Rettungsprojekt für Afrikas Heilpflanzen
24. November 2005Als die deutsche Ethnologin Annika Wieckhorst in dem Dorf Pehunco in Nordbenin ankam, war der Grundstein für das Naturschutzprojekt schon gelegt. Die dort ansässigen Heiler hatten sich bereits zusammengeschlossen. Denn sie alle - Knochenspezialisten, Fetisch-Heiler und Kinderärzte - haben ein Problem: Ihre Heilpflanzen sind immer schwerer zu finden. Die deutschen Wissenschaftler sollen ihnen im Rahmen des BIOTA-Projekts helfen - mit Unterstützung des deutschen Forschungsministeriums.
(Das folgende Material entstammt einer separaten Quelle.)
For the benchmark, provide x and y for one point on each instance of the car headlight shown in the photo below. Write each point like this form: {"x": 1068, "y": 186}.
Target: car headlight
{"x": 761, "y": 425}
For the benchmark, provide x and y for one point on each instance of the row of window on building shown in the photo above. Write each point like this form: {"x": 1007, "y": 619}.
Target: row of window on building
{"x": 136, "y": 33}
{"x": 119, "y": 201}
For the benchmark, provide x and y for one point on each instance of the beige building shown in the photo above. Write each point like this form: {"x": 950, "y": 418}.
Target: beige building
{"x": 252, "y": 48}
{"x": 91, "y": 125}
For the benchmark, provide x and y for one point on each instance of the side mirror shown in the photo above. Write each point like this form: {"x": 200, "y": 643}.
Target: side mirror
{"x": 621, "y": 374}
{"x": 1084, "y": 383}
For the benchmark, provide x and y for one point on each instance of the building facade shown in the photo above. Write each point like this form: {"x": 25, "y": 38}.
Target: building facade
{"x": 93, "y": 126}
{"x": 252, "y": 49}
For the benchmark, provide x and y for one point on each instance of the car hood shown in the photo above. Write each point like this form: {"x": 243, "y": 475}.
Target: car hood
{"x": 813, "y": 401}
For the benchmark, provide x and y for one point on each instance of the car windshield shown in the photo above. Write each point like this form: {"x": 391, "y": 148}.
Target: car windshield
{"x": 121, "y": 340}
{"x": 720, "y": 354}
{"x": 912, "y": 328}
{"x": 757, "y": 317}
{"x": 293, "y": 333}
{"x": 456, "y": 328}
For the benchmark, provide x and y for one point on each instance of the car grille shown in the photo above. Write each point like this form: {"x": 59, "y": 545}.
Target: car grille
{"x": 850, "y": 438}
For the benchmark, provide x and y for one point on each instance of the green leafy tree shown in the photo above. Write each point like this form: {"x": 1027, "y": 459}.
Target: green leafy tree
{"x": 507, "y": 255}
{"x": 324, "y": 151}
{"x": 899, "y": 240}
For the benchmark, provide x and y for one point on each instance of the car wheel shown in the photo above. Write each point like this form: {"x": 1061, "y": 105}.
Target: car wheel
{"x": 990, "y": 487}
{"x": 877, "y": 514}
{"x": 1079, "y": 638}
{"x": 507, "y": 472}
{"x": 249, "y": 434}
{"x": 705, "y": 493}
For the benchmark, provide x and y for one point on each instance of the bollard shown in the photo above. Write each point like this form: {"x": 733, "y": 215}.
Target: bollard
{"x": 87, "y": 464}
Gesammeltes Wissen ist stärker
Das Ergebnis der deutsch-beninischen Kooperation ist der botanische Garten Gusõn als geschütztes Sammelgebiet.
Annika Wieckhorst sieht ihn vor allem als Ort, an dem Wissen gesammelt wird. "Die Bariba-Heiler sagen zum Beispiel, dass Pflanzen, die auf Termiten-Hügeln wachsen, eine sehr große medizinische Wirksamkeit haben", erklärt Wieckhorst. "Ihr Argument ist: Pflanzen, die schon Termiten standhalten können, die müssen ja stark sein." Das ist tatsächlich biochemisch bewiesen: Durch die Aktivität der Termiten wird der Baum besser mit Wasser und Nährstoffen versorgt, also ist er auch medizinisch wirksamer.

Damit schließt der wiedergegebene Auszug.